He despised the Soderini merchant republic, accustomed to defend its liberties with gold instead of arms. And he had no faith in the people or democracy:
To speak of the people is to speak of madmen, for the people is a monster full of confusion and error, and its vain beliefs are as far from truth as is Spain from India…. Experience shows that things very rarely come to pass according to the expectations of the multitude.… The reason is that the effects… commonly depend on the will of a few, whose intentions and purposes are nearly always different from those of the many.75
Guicciardini was one of thousands in Renaissance Italy who had no faith whatever; who had lost the Christian idyl, had learned the emptiness of politics, expected no utopia, dreamed no dreams; and who sat back helpless while a world of war and barbarism swept over Italy; somber old men, emancipated in mind and broken in hope, who had discovered, too late, that when the myth dies only force is free.
VI. MACHIAVELLI
1. The Diplomat
One man remains, hard to classify: diplomat, historian, dramatist, philosopher; the most cynical thinker of his time, and yet a patriot fired with a noble ideal; a man who failed in everything that he undertook, but left upon history a deeper mark than almost any other figure of the age.
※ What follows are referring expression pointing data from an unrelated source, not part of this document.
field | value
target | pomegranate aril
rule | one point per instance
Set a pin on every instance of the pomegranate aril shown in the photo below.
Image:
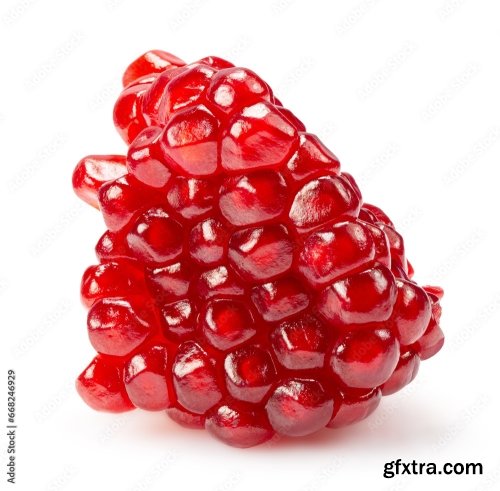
(194, 379)
(127, 113)
(208, 242)
(299, 125)
(335, 251)
(412, 312)
(219, 282)
(145, 378)
(249, 373)
(155, 237)
(431, 341)
(190, 198)
(185, 418)
(215, 62)
(179, 319)
(227, 323)
(168, 282)
(93, 171)
(298, 407)
(365, 358)
(187, 88)
(154, 99)
(111, 280)
(189, 142)
(301, 343)
(404, 373)
(258, 136)
(145, 159)
(239, 425)
(234, 88)
(154, 61)
(312, 157)
(258, 254)
(112, 246)
(353, 406)
(100, 385)
(363, 297)
(253, 198)
(280, 299)
(120, 200)
(323, 200)
(116, 327)
(243, 286)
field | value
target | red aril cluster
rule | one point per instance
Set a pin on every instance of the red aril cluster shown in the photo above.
(242, 284)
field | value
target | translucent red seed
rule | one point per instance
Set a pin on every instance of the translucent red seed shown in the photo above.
(243, 286)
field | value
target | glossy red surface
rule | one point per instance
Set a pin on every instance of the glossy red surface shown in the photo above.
(242, 284)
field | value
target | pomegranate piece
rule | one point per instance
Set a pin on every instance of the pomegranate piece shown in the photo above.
(154, 61)
(194, 379)
(259, 254)
(100, 385)
(258, 136)
(353, 406)
(239, 425)
(299, 407)
(93, 171)
(249, 373)
(365, 358)
(145, 378)
(242, 286)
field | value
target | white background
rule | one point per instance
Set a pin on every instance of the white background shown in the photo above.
(405, 93)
Niccolò Michiavelli was the son of a Florentine lawyer—a man of moderate means, who held a minor post in the government, and owned a small rural villa at San Casciano ten miles out of the city. The boy received the ordinary literary education; learned to read Latin readily, but no Greek. He took a fancy to Roman history, became enamored of Livy, and found for almost every political institution and event of his day an illuminating analogue in the history of Rome. He began, but seems never to have completed, the study of law. He cared little for the art of the Renaissance, and expressed no interest in the discovery of America; perhaps he felt that merely the theater of politics was now enlarged, while the plot and characters would remain unchanged. His one absorbing interest was politics, the technique of influence, the chess of power. In 1498, aged twenty-nine, he was appointed secretary to the Dieci della Guerra—a Council of Ten for War—and held that post for fourteen years.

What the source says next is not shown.